Tu che amavi tanto la vita e lo sport  era il Tuo primo alimento,  che lo studio era per  Te la Tua passione, il lavoro il Tuo svago, Tu che lontano dal fumo, Tu che lontano dall’alcool, Tu  che lontano da droga, Tu donatore di sangue, Tu che innamorato del tuo fisico scultoreo facevi di tutto per tenerti sempre in forma, Tu amante della musica e della poesia, Tu che amavi tanto il mare e le montagne innevate, Tu che aiutavi i sofferenti e i  bisognosi, sei precipitato in  una rete senza potertene più uscire. Hai lottato con tutte le Tue forze ma senza riuscirci.

Io disperato, essendo a conoscenza della Tua fine ormai prossima ho cercato di darTi una mano per tirarTi fuori da quella rete e salvarTi. La Tua mano che io cercavo di attanagliare con tutte le mie forze per salvarTi dal baratro in cui stavi precipitando non è riuscita ad ancorarsi alla mia. Era calda ma senza forza ormai e Ti sei  lasciato andare lasciandomi nel dolore e nella disperazione.

I ricordi di Te sono tanti. Quarantacinque anni di ricordi indimenticabili, sia quando eri vicino sia quando Ti assentavi per i tanti viaggi all’estero da Te effettuati per lavoro o per visitare i luoghi più remoti e più belli del nostro pianeta.

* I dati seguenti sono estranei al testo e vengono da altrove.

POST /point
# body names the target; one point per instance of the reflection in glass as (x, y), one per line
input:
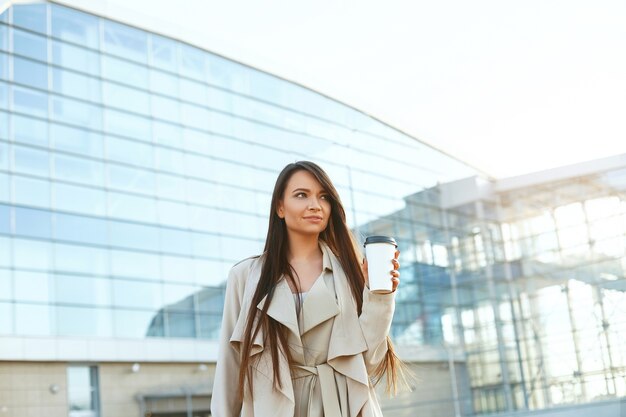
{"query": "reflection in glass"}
(26, 326)
(124, 41)
(75, 58)
(135, 264)
(75, 85)
(71, 168)
(31, 192)
(164, 53)
(77, 113)
(31, 254)
(74, 26)
(30, 16)
(80, 229)
(76, 140)
(83, 321)
(33, 223)
(30, 102)
(30, 45)
(80, 259)
(30, 131)
(84, 200)
(30, 73)
(136, 294)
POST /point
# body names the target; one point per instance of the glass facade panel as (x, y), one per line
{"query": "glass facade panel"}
(164, 157)
(74, 27)
(31, 16)
(30, 45)
(30, 73)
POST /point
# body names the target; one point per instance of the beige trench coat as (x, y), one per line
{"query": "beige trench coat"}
(351, 346)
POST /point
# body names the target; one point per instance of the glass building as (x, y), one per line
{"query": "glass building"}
(135, 169)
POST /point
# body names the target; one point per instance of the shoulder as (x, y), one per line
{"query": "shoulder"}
(240, 271)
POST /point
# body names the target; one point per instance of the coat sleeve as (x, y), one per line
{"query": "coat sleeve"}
(376, 315)
(224, 399)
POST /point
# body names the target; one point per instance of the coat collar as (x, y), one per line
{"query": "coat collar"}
(347, 342)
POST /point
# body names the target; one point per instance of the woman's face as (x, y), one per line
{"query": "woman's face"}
(305, 205)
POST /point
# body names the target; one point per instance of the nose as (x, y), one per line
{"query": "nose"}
(314, 204)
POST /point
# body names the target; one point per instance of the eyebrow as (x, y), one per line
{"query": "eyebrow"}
(308, 191)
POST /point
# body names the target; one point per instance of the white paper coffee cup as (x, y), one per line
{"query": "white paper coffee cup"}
(380, 251)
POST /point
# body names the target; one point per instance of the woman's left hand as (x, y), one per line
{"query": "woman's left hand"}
(395, 274)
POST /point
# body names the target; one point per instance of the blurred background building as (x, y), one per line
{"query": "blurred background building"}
(135, 169)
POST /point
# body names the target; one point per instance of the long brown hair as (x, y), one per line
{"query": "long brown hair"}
(340, 240)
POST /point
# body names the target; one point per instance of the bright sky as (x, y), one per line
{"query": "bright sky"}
(509, 86)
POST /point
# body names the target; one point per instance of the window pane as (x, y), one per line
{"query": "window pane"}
(30, 73)
(81, 259)
(80, 229)
(4, 184)
(30, 45)
(30, 130)
(71, 168)
(31, 192)
(163, 83)
(164, 53)
(171, 186)
(77, 113)
(75, 85)
(175, 241)
(76, 58)
(30, 16)
(31, 161)
(74, 26)
(33, 223)
(129, 151)
(79, 289)
(4, 37)
(125, 41)
(135, 264)
(131, 179)
(4, 97)
(6, 318)
(165, 109)
(124, 124)
(32, 254)
(80, 199)
(193, 62)
(26, 326)
(76, 140)
(126, 98)
(131, 323)
(134, 236)
(137, 294)
(32, 286)
(83, 321)
(132, 207)
(4, 63)
(116, 69)
(30, 102)
(5, 221)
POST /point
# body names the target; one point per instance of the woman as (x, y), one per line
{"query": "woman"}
(302, 335)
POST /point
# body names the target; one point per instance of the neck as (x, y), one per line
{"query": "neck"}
(304, 247)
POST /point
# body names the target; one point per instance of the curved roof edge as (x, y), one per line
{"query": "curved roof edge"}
(184, 33)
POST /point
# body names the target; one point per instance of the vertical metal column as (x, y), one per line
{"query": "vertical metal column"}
(506, 380)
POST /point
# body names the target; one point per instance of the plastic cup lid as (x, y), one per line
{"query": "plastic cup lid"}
(380, 239)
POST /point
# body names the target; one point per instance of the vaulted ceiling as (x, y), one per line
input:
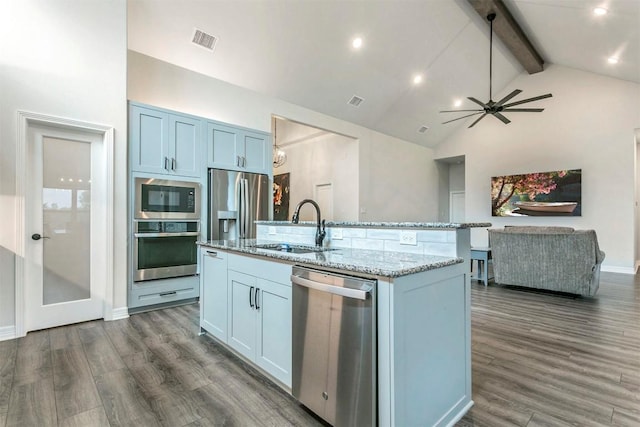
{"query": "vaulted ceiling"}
(301, 51)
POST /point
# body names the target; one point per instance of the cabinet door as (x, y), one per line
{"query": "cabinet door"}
(213, 293)
(273, 350)
(148, 137)
(257, 152)
(184, 146)
(242, 314)
(224, 147)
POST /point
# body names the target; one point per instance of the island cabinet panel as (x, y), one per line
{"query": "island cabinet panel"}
(213, 292)
(236, 148)
(242, 313)
(164, 142)
(246, 303)
(424, 346)
(274, 330)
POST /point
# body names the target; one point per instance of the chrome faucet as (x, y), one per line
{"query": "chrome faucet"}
(320, 232)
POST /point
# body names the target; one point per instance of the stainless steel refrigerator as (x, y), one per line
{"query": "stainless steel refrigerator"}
(236, 200)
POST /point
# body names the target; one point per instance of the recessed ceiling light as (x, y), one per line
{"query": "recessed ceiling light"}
(600, 11)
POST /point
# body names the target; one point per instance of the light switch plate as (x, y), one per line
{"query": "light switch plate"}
(408, 238)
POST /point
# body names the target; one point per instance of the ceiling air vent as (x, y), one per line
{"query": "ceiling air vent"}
(355, 101)
(203, 39)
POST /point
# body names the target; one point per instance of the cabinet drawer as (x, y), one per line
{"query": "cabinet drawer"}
(156, 292)
(272, 269)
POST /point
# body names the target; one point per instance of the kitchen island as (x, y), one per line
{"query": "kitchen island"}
(422, 309)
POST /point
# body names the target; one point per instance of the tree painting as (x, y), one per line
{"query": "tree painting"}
(510, 192)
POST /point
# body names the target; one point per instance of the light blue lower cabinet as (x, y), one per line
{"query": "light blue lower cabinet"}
(213, 293)
(242, 314)
(250, 314)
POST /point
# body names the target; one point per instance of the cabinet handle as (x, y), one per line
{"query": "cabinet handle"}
(168, 294)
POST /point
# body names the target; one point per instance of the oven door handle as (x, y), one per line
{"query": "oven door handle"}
(187, 234)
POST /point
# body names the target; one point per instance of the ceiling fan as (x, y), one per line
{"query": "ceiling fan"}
(497, 108)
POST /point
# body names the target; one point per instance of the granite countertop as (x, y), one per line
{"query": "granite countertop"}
(427, 225)
(377, 263)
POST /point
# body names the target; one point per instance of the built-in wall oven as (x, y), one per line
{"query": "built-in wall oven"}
(165, 249)
(166, 227)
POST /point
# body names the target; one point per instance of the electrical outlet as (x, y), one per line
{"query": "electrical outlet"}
(408, 238)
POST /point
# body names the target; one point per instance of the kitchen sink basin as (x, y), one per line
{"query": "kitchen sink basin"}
(293, 249)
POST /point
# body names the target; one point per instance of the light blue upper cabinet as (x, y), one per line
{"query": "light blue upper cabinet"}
(149, 139)
(239, 149)
(223, 144)
(186, 142)
(163, 142)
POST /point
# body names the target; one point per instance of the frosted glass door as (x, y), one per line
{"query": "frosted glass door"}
(66, 209)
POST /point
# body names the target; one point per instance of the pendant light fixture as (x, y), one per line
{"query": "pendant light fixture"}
(279, 156)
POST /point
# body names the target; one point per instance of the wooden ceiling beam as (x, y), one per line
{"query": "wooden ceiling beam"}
(506, 27)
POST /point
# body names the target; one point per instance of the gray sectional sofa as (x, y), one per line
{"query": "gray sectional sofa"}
(553, 258)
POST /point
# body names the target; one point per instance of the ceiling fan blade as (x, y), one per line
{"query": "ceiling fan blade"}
(457, 111)
(480, 103)
(524, 110)
(508, 97)
(502, 118)
(479, 118)
(463, 117)
(535, 98)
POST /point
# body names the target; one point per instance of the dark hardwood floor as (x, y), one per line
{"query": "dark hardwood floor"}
(539, 359)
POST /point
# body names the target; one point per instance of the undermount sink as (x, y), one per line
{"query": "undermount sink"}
(293, 249)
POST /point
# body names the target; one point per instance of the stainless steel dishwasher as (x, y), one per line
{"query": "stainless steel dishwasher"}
(334, 346)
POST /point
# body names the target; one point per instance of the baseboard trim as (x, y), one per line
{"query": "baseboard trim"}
(120, 313)
(7, 332)
(623, 270)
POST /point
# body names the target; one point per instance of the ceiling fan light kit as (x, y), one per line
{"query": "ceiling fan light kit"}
(492, 107)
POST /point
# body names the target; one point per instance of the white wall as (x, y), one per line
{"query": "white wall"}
(64, 58)
(397, 179)
(588, 124)
(323, 159)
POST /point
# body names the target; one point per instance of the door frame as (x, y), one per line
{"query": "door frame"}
(451, 196)
(25, 121)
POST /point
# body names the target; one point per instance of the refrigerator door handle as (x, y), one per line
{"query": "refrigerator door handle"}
(241, 209)
(245, 203)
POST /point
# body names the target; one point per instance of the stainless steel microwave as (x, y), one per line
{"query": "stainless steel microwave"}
(166, 199)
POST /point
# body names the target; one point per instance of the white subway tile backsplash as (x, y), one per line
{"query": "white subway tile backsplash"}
(393, 246)
(444, 249)
(429, 242)
(377, 233)
(342, 243)
(432, 236)
(354, 232)
(376, 245)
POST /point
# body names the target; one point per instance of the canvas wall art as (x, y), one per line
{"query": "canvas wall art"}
(281, 197)
(557, 193)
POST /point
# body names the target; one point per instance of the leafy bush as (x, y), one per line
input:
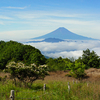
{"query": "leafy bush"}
(77, 70)
(26, 74)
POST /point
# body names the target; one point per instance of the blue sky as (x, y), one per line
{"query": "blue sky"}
(22, 19)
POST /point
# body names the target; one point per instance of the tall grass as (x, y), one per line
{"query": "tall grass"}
(55, 90)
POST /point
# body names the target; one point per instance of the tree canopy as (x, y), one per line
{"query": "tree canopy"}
(15, 51)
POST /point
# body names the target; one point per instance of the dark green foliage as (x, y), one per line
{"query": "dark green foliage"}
(90, 59)
(77, 70)
(57, 64)
(25, 74)
(18, 52)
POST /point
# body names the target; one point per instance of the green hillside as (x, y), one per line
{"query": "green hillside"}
(15, 51)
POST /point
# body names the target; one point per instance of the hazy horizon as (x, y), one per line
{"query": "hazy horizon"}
(24, 19)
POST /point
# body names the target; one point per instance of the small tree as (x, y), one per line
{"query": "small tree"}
(26, 74)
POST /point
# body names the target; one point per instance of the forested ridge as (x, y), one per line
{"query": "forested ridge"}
(14, 51)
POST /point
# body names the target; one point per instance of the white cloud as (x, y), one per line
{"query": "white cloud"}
(15, 7)
(5, 17)
(20, 34)
(67, 49)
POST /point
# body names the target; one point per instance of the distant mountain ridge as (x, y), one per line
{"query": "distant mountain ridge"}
(63, 33)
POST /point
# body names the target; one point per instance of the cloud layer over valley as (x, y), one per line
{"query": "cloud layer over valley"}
(68, 48)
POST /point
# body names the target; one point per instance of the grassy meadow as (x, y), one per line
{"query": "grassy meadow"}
(55, 90)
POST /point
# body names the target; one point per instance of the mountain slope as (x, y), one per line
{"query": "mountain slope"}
(63, 33)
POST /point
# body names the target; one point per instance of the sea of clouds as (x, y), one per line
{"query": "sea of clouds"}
(67, 48)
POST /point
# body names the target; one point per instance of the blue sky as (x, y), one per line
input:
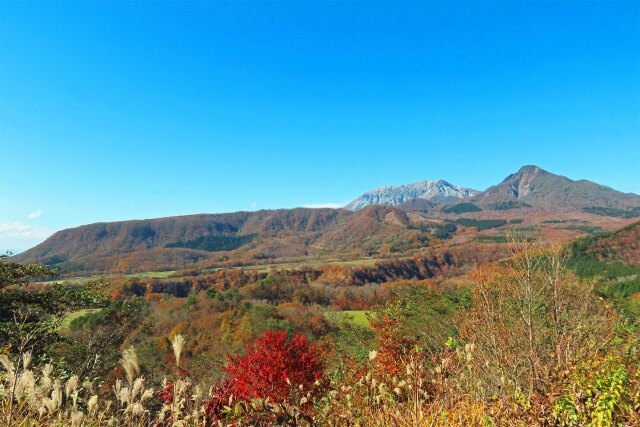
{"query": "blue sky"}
(121, 110)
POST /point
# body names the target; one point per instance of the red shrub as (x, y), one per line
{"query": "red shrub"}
(274, 368)
(269, 363)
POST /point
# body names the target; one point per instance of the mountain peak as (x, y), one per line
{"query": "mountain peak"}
(439, 191)
(533, 186)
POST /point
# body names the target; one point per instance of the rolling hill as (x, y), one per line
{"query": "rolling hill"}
(176, 242)
(367, 228)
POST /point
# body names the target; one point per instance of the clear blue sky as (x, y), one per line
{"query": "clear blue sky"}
(121, 110)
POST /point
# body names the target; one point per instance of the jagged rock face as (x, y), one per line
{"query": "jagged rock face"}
(536, 187)
(432, 191)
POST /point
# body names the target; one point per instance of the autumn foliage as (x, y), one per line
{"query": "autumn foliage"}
(274, 369)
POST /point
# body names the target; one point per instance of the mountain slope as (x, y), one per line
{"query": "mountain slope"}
(245, 236)
(536, 187)
(432, 191)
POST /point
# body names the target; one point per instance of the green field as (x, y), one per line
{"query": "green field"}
(66, 322)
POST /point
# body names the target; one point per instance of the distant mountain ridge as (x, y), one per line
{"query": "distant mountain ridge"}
(532, 186)
(435, 192)
(365, 227)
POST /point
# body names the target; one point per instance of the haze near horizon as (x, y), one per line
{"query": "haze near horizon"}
(115, 111)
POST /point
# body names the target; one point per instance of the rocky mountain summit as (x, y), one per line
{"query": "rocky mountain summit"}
(532, 186)
(432, 191)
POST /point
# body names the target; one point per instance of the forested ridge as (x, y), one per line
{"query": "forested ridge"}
(517, 333)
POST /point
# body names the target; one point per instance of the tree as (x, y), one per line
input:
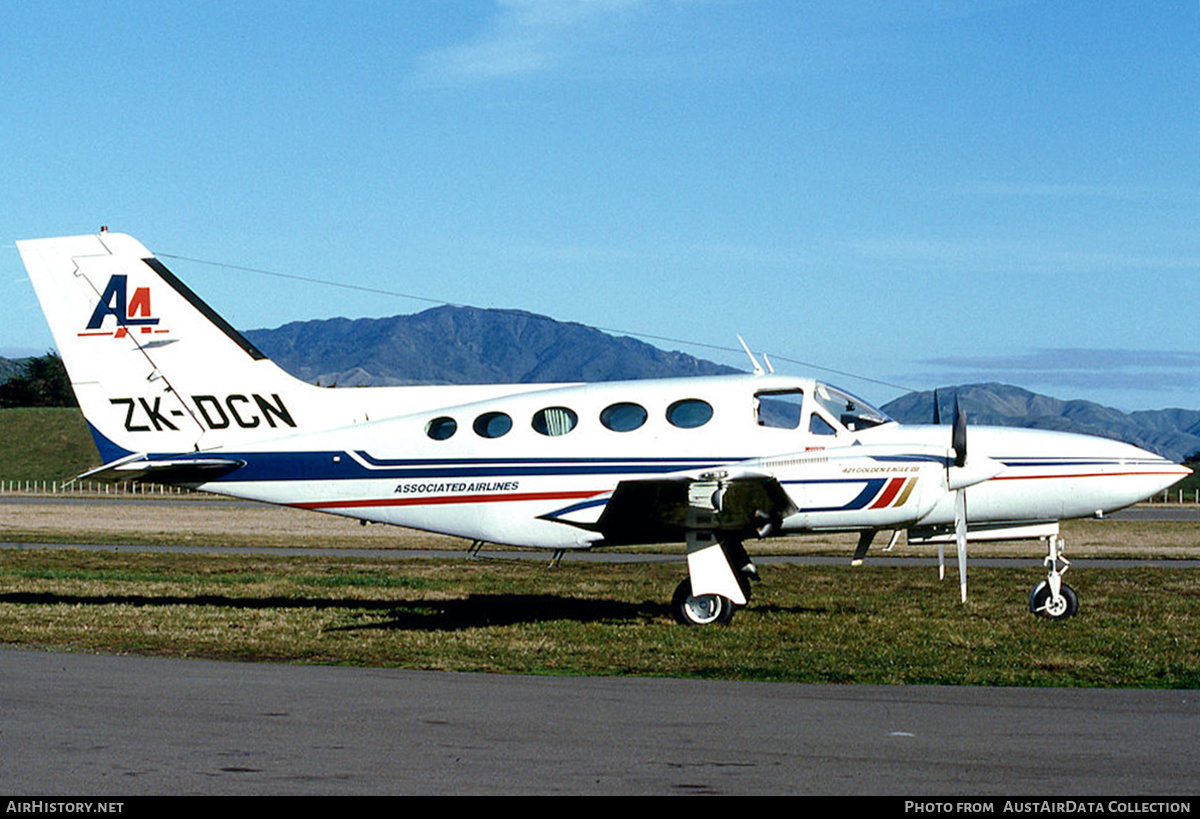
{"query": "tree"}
(43, 384)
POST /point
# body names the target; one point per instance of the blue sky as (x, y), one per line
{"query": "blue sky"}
(918, 192)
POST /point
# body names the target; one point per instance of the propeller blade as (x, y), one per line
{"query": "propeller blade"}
(959, 435)
(960, 538)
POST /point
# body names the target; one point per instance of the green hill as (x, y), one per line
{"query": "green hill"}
(45, 443)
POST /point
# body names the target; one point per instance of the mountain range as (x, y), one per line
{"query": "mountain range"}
(469, 345)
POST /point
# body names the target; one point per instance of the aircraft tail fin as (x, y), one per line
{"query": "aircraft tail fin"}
(155, 369)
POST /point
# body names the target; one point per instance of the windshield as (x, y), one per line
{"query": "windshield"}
(853, 412)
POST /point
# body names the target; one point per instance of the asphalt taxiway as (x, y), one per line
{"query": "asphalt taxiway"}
(99, 725)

Era una festa per tutti i presenti nel sentirTi raccontare tutte le Tue avventure, infiocchetandole e facendoci passare allegre serate  con il Tuo indimenticabile luminoso sorriso.

Eri unico Roberto. Adesso cerco di dimenticare i momenti  più tristi e più bui della mia vita al Niguarda e non riesco. Tu con tanta forza cercavi di nascondere in mia presenza tutta la Tua sofferenza, ne sono certo, Tu eri a conoscenza della Tua fine ormai imminente ma hai sperato fino all’ultimo respiro, come del resto anch’io, di combattere quel male tremendo che Ti stava divorando. Non ce l’hai fatta, non ce l’abbiamo fatta.

Adesso non mi resta che il ricordo di un figlio di cui ero tanto orgoglioso, il ricordo di un figlio che non potrò più abbracciare col calore di un padre.

Ti ho voluto bene e Te ne vorrò per sempre.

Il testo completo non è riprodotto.